She makes numerous unwarranted assumptions; for example, on p. 142 she mentions a madam who relocated to L.A., "where she no doubt continued her profession." These kinds of comments--she no doubt did X, surely she thought Y, every prostitute wanted Z
--occur frequently throughout the book and, especially given MacKell's stated goal of de-mystifying prostitutes' lives and avoiding speculation, are inappropriate and careless.
There are nonsensical sentences such as this gem from page 126: "Sometime after that, if he was still present at all, Sam Dale seems to have disappeared."
The overall organization, both within and between chapters, is poor. As a result, material is often repetitive or disconnected. Chapters 4 and 7 both deal with Colorado City, but there's no apparent reason for separating them into distinct chapters at all, let alone for interspersing two other chapters between them.

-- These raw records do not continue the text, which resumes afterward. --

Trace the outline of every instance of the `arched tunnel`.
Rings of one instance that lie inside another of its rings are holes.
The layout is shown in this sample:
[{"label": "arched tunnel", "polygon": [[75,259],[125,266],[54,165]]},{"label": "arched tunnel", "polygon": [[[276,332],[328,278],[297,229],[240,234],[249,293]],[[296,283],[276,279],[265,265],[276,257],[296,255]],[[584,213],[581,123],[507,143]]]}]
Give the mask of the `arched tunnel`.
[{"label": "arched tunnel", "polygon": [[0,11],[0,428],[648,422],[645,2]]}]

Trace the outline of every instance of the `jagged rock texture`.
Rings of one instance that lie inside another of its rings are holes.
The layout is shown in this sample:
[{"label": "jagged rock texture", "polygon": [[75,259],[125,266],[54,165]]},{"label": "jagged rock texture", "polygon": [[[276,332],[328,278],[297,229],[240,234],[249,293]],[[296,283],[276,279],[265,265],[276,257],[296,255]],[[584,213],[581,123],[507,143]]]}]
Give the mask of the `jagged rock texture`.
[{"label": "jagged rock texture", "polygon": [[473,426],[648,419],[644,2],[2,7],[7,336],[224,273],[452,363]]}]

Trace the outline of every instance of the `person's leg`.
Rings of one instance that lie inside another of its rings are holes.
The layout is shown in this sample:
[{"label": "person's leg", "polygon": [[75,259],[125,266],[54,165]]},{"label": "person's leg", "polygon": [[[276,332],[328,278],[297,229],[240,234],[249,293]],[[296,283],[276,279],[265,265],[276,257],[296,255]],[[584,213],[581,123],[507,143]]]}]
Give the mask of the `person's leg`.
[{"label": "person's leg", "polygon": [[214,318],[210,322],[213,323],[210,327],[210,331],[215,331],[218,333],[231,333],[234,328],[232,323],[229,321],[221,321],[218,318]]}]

I'm very disappointed in the University of New Mexico Press. There are plenty of raw materials and solid research here, but a good editor was needed to shape a messy manuscript into an intelligible, thoughtful, well-articulated resource that would be valuable both to academicians and to casual students of history. I feel that the choice--by both MacKell and the publisher--to release this in its current form did a disservice to her years of research and hard work. I'll finish slogging through the book because I'm interested in the subject, but I'll be muttering angrily at MacKell and her (nonexistent?) editor the whole time.